>> Accounting Basics
Part 1 - Kathy Company
Kathy Company purchased and installed a machine on January 1, 2006 at a total cost of $72,000. Straight-line depreciation was calculated based on the assumption of a five-year life, and no salvage value. The machine was disposed of on July 1, 2009.
1. Prepare the general journal entry to update depreciation to July 1, 2009.
2. Prepare the general journal entry to record the disposal of the machine under each of these three independent situations:
a. The machine was sold for $22,000 cash.
b. The machine was sold for $15,000 cash.

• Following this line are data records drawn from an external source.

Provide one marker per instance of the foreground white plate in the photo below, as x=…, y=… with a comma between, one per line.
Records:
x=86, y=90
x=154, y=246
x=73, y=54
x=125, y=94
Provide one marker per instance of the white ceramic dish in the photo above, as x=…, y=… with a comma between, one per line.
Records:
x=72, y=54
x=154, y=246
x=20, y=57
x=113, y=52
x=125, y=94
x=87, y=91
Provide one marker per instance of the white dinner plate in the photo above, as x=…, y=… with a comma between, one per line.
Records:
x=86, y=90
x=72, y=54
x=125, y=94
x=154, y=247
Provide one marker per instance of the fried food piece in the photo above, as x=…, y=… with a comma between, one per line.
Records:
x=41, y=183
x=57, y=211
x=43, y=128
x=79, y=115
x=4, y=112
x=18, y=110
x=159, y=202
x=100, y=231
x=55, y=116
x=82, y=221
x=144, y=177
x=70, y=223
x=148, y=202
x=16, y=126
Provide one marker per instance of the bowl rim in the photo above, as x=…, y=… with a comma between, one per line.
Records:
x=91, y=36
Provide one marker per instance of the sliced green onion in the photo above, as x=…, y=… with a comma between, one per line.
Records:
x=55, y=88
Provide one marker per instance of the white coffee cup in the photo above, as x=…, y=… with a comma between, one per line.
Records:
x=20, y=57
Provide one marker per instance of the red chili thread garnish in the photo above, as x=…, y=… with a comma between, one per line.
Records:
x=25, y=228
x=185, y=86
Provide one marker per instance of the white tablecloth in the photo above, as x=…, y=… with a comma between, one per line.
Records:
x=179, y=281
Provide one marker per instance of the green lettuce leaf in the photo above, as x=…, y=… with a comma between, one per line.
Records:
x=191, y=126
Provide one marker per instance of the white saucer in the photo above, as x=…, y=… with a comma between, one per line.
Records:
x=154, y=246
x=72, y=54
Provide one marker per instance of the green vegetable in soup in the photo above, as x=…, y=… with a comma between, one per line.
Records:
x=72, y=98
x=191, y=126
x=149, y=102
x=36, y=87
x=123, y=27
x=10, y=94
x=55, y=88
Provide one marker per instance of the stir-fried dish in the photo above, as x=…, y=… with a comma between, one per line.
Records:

c. The machine was totally destroyed in a fire and the insurance company settled the claim for $18,000 cash.
Part 2 - Kevin Company
Kevin Company had the following transactions involving plant assets during 2008 and 2009. Unless otherwise indicated, all transactions were for cash.
Jan 2: Purchases a truck for $50,000 plus sales taxes of $3,000. The Truck is expected to have a $4,000 salvage value and a 4 year life
Jan 3: Paid $1,500 to have the company name and logo painted on the side of the truck. This will not add to the value of the Advertising Expense
Dec 31: The Company recorded straight-line depreciation of the truck
Jan 5: Paid $5,000 to put a bigger engine in the truck. The new engine is expected to make the truck run more efficiently and will increase the truck's useful life by another year. The salvage value is the same.
Mar 1: Kevin Company paid $2000 to replace a broken tailgate. The tailgate was damaged when a large and heavy box accidently dropped on it.
Dec 31: Recorded Straight-Line Depreciation for a year on the truck.
Please prepare the journal entries to record all of the transactions listed above.